Securities Law

Liu v. Securities and Exchange Commission vs. Morrison v. National Australia Bank Ltd.

Liu v. SEC, 140 S. Ct. 1936 (2020)·561 U.S. 247 (2010), Supreme Court of the United States

Comparative analysis of Liu v. Securities and Exchange Commission and Morrison v. National Australia Bank Ltd.: similarities, differences, and exam strategy for Securities Law.

Comparative Essay

Liu v. Securities and Exchange Commission and Morrison v. National Australia Bank Ltd. are significant cases in securities law that address the parameters of federal regulation concerning securities fraud. Both cases involve interpretations of federal statutes designed to protect investors and emphasize the importance of jurisdictional limits in the application of these laws.

In Morrison, the U.S. Supreme Court established the "transactional test" for determining the extraterritorial application of the Securities Exchange Act of 1934. The Court ruled that the Act applies only to transactions in securities listed on domestic exchanges or domestic transactions in other securities. This case set a firm boundary regarding which investors can seek remedies under U.S. law when involved in securities fraud on an international level.

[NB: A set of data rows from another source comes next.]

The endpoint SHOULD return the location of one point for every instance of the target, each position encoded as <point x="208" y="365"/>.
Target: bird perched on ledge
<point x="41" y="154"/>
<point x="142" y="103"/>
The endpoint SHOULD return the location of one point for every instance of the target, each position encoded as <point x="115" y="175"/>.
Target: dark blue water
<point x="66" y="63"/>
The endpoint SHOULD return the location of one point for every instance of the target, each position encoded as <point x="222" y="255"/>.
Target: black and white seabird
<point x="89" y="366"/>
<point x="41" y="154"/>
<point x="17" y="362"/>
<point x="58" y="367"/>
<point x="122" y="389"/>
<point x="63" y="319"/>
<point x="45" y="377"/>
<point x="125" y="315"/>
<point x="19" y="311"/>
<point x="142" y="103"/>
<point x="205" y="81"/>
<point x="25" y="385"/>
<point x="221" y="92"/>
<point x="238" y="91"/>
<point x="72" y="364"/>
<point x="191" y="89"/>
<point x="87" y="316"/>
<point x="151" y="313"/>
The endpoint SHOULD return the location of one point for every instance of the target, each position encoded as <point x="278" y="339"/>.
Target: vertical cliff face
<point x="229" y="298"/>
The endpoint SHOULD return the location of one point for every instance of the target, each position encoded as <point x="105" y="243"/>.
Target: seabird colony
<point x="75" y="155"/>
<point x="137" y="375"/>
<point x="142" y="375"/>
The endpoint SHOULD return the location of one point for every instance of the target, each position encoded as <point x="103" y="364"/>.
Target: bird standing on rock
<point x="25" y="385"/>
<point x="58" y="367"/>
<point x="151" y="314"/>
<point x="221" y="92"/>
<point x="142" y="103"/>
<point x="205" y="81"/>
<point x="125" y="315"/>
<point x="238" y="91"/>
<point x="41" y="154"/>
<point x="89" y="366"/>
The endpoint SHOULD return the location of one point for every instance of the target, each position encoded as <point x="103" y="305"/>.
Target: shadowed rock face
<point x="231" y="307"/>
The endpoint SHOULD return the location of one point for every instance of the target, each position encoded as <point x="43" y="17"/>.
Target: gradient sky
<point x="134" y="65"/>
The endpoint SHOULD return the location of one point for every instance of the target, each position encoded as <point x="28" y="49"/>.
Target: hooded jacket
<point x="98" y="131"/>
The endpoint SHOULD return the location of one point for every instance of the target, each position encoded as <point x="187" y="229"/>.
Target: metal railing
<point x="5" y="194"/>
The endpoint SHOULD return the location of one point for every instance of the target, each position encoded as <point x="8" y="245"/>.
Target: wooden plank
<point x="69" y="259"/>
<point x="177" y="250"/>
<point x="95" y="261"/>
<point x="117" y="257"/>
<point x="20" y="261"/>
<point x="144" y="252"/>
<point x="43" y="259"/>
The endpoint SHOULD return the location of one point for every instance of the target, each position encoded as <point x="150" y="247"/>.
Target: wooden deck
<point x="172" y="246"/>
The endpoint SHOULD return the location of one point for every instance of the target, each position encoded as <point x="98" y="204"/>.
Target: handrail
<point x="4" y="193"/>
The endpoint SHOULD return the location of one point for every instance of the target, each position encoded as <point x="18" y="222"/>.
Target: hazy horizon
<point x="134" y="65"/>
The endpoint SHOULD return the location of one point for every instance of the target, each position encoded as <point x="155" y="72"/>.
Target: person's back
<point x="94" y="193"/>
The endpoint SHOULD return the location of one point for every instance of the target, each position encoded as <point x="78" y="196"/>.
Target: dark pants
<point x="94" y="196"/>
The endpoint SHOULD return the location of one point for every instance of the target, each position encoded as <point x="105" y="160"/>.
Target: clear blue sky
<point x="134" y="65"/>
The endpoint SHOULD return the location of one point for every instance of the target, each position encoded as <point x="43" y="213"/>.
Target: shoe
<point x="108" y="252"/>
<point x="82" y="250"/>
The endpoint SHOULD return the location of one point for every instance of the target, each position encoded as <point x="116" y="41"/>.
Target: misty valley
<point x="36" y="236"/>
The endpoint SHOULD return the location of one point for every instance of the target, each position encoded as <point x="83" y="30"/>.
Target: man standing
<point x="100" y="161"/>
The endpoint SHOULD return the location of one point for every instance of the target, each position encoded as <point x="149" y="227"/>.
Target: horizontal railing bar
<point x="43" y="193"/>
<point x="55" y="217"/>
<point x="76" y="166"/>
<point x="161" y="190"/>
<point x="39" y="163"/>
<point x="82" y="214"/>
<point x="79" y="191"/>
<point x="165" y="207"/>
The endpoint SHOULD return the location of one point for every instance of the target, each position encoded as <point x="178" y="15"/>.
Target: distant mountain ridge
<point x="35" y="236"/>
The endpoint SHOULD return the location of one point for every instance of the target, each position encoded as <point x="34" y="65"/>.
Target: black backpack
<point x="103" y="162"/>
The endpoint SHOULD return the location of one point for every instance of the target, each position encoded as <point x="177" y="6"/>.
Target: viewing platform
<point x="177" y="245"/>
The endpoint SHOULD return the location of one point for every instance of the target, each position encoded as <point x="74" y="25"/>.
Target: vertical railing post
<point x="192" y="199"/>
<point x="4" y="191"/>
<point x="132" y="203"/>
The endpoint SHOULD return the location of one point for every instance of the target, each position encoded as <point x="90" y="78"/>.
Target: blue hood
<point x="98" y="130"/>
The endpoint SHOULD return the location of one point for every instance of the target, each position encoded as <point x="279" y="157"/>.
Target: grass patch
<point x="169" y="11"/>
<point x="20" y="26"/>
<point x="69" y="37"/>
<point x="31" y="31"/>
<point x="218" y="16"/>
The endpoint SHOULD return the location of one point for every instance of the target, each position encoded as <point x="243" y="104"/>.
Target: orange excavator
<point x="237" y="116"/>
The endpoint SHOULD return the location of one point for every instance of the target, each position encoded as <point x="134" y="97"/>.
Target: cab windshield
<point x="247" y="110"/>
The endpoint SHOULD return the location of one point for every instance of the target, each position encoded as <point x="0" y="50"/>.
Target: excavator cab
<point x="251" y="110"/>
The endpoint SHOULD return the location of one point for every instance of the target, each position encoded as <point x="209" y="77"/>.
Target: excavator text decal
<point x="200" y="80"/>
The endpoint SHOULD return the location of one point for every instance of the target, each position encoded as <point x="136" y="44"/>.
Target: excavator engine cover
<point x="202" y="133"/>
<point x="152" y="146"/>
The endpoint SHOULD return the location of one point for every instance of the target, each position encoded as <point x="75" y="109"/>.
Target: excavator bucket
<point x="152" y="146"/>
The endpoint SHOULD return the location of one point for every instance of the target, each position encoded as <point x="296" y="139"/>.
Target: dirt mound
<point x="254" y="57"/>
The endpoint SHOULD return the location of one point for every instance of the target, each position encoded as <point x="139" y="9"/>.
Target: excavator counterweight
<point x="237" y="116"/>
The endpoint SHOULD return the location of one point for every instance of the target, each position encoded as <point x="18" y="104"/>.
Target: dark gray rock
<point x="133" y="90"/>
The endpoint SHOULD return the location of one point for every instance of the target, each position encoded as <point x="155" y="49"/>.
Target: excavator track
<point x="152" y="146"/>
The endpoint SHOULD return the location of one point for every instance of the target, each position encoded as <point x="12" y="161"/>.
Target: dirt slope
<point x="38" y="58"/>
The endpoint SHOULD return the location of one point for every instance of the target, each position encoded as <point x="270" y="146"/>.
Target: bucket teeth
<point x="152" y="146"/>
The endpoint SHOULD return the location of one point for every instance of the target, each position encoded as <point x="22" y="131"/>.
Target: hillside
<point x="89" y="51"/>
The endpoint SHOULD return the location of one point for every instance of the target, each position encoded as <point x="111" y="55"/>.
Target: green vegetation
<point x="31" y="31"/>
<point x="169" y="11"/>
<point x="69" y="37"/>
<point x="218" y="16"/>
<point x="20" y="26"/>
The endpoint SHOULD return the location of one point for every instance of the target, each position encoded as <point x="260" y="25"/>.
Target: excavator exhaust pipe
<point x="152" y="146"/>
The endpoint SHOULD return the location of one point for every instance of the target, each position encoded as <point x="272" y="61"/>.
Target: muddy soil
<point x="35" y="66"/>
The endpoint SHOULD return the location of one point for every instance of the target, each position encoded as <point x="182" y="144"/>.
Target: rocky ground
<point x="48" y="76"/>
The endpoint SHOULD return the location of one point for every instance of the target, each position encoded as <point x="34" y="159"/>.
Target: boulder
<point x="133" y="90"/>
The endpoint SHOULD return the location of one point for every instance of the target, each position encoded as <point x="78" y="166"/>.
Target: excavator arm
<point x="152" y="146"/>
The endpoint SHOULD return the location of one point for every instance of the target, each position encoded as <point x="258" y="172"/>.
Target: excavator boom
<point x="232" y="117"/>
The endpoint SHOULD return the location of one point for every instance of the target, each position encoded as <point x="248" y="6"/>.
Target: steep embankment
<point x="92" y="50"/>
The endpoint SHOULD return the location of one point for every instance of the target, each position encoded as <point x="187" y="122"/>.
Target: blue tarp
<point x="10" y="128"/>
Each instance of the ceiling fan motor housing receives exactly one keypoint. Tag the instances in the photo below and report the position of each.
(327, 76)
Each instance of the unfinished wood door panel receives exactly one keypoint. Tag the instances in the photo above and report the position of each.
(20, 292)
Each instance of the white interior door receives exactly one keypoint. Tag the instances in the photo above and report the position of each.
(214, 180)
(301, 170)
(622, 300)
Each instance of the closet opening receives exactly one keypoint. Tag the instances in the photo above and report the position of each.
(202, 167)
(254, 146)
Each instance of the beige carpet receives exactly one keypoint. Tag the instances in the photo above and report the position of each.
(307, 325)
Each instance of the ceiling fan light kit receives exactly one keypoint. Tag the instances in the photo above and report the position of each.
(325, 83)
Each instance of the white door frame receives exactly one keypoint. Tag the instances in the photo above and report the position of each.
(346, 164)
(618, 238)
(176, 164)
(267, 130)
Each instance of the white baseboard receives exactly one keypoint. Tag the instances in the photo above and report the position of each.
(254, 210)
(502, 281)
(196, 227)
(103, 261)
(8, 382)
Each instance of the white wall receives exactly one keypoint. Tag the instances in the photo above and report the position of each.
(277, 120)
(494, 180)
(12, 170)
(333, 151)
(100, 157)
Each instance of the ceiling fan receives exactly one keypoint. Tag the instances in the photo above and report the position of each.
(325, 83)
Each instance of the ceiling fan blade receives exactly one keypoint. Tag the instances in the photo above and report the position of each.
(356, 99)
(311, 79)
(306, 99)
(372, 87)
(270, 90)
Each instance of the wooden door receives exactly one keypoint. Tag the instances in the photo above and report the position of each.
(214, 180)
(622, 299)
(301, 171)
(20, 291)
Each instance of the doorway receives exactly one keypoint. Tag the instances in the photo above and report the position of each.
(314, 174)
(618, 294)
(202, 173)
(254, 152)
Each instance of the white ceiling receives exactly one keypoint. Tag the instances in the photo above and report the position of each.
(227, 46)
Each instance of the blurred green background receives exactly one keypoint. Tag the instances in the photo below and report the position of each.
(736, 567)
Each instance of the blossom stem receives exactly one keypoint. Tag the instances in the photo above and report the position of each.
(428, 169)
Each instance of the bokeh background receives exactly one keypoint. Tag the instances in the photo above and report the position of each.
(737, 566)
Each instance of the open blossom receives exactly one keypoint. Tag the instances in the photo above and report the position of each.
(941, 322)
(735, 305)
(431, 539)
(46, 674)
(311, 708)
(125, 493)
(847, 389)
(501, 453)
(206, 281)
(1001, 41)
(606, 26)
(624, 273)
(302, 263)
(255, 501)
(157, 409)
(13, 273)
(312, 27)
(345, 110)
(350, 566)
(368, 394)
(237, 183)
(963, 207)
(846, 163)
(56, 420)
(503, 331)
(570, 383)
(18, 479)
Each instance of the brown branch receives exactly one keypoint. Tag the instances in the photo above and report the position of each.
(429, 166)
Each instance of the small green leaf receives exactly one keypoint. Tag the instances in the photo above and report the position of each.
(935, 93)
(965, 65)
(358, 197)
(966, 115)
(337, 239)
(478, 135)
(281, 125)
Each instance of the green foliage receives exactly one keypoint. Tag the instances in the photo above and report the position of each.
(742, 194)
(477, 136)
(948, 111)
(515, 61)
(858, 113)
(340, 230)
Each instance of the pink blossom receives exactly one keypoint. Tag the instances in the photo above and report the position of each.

Conversely, Liu v. SEC addressed the issue of disgorgement as a remedy in enforcement actions for securities fraud under the Securities Act. The Supreme Court ruled that disgorgement awards must be limited to the actual profits gained from wrongdoing and must not exceed the amount obtained through the fraud. This case highlights the Court's intention to ensure that remedies are equitable and grounded in the actual harm caused, shifting the focus on what constitutes a fair resolution for the harmed investors.

Ultimately, both cases underline the balancing act between investor protection and jurisdiction in securities regulation. They reveal the courts' approach to maintaining fairness in enforcement and remedy, while ensuring that federal securities laws are not overreaching. While Morrison delineates jurisdictional limits, Liu emphasizes the scope and nature of remedies available under such laws. Together, they shape the landscape of securities law by addressing both when and how securities law will apply.

Similarities
  • Both cases involve the interpretation of federal securities laws.
  • Each case reflects the Supreme Court's approach to the enforcement of securities regulations.
  • Both decisions aim to protect investors while defining the limits of the securities laws.
Differences
  • Morrison focuses on the extraterritorial application of securities laws, while Liu concerns the remedies available in enforcement actions.
  • Morrison established the 'transactional test' for jurisdiction, while Liu clarified the scope of disgorgement as a remedy.
  • The parties involved in Morrison dealt with international transactions, whereas Liu focused on domestic securities enforcement.
Exam Strategy

Cite Morrison when discussing the limitations of U.S. securities laws in the context of jurisdiction, particularly when analyzing international securities transactions. Use Liu to illustrate the standards governing remedies in enforcement actions and the concept of equitable disgorgement.

Synthesis

Together, Liu and Morrison illustrate the complexities of securities regulation, highlighting the critical balance between enforcing investor protections and defining the boundaries of jurisdiction in securities law. They demonstrate the evolving nature of regulatory frameworks in responding to both domestic and international dimensions of securities transactions.